Oleh: Umar Abdullah
Di dalam al-Qur`an Surat al-Buruuj terdapat sekilas kisah tentang Ashhaabul Ukhduud (para penghuni parit). Ada kisah menarik dan tentu saja pelajaran yang indah tentang kisah ini.
Siapakah Ashhaabul Ukhduud itu? Bagaimana kisah mereka sedemikian dahsyatnya hingga Allah mengabadikannya dalam al-Qur`an? Ya, tentu Allah telah menyiapkan banyak ibrah (pelajaran berharga) untuk kita, manusia yang hidup di abad ke-21 M ini, yang sering tertimpa ujian sehingga perlu sering-sering mendapat nasehat dari kisah-kisah orang terdahulu.
* * *
Kisah ini terjadi pada rakyat Najran pengikut Risalah Nabi Isa as saat di bawah kekuasaan Dzu Nuwas Raja Yahudi penguasa Yaman.
Najran adalah salah satu wilayah di Jazirah Arab bagian selatan. Awalnya penduduk Najran adalah para penyembah berhala. Agama Nabi Isa masuk ke Najran dibawa oleh seorang bernama Faimiyun.
Faimiyun berasal dari wilayah Syam. Dia termasuk sisa-sisa pemeluk agama Nabi Isa yang masih memegang teguh kitab Injil. Faimiyun adalah orang yang shalih, rajin, zuhud terhadap dunia, dan doanya mustajab. Ia keluar dari kampung yang satu ke kampung yang lain. Ia tidak makan kecuali dari hasil kerjanya sendiri. Ia sangat menghormati hari Ahad. Jika hari Ahad tiba ia tidak melakukan aktifitas apa pun dan pergi ke tempat yang sepi. Di sana ia shalat hingga petang hari.

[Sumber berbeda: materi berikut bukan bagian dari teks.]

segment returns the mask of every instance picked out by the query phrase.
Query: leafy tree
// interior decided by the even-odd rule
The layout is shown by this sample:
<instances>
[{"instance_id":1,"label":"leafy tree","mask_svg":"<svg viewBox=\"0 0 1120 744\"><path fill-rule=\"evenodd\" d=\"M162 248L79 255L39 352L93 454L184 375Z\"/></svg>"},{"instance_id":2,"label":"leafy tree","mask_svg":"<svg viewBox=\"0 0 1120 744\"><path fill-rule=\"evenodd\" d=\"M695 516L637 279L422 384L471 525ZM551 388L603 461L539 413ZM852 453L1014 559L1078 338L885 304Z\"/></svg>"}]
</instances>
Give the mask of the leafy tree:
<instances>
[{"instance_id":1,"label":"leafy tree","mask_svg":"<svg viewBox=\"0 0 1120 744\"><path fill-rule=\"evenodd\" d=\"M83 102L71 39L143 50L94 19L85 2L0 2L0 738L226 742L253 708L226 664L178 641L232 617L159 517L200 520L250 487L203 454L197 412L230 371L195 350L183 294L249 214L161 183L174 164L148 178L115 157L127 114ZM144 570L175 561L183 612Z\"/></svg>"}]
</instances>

Nasib akhirnya membawa Faimiyun ke Najran.
* * *
Ketika itu Raja Dzu Nuwas raja Yahudi penguasa Yaman mempunyai seorang ahli sihir yang tinggal di salah satu desa di Najran.
Saat ahli sihir itu beranjak tua, ia berkata kepada raja, “Aku bertambah tua. Kirimkanlah beberapa pemuda kepadaku agar aku bisa mengajari mereka sihir.”
Maka dikirimlah pemuda-pemuda kepada ahli sihir itu guna belajar sihir. Salah satunya adalah Abdullah bin ats-Tsamir yang berasal dari Desa Najran.
Adapun Faimiyun, pendeta itu membangun kemah antara Desa Najran dengan desa tempat tinggal ahli sihir.
Dalam perjalanannya untuk menemui ahli sihir itu, salah seorang pemuda yang bernama, Abdullah bin ats-Tsamir menjumpai Faimiyun. Ia mendengarkan pendeta itu bicara dan terkesan pada kata-katanya dan memutuskan mengikuti risalah Nabi Isa, mentauhidkan Allah, dan beribadah kepada Allah.
Karena singgah di tempat Faimiyun, Abdullah sering terlambat sampai di tempat ahli sihir. Ia pun dihukum oleh ahli sihir. Begitu juga ketika pulang, karena singgah di tempat Faimiyun. Ats-Tsamir, sang ayah, pun menghukumnya. Abdullah bin ats-Tsamir lalu mengadukan perkara tersebut kepada Faimiyun.
Faimiyun berkata, “Apabila engkau merasa takut kepada ahli sihir, katakanlah bahwa keluargamu telah menahanmu dan apabila engkau takut pada keluargamu, katakanlah bahwa ahli sihir itu telah menahanmu.”
Hal itu terus berlangsung beberapa waktu hingga suatu hari muncul seekor hewan buas pemangsa yang menghalangi jalan yang biasa dilalui orang-orang.
Pemuda itu lalu berkata, “Hari ini aku akan melihat apakah si ahli sihir lebih hebat dari si pendeta, atau sebaliknya.”
Lalu ia mengambil sebuah batu dan berkata, “Ya Allah! Apabila ajaran pendeta itu lebih dekat kepada-Mu daripada si ahli sihir, berikanlah kematian pada makhluk ini agar orang-orang dapat melalui jalan itu dengan bebas.”
Lalu ia melemparkan batu di tangannya pada pemangsa buas itu dan hewan itu pun mati. Orang-orang pun dapat melalui jalan itu dengan aman.
Kemudian Abdullah menemui Faimiyun dan menceritakan pengalamannya.
Faimiyun itu lalu berkata, “Nak, hari ini engkau mengungguliku. Pekerjaanmu sudah sampai pada tahap di mana kuperkirakan bahwa engkau akan segera mendapat ujian. Dan jika engkau telah mengalami ujian itu, maka jangan beri informasi tentang diriku.”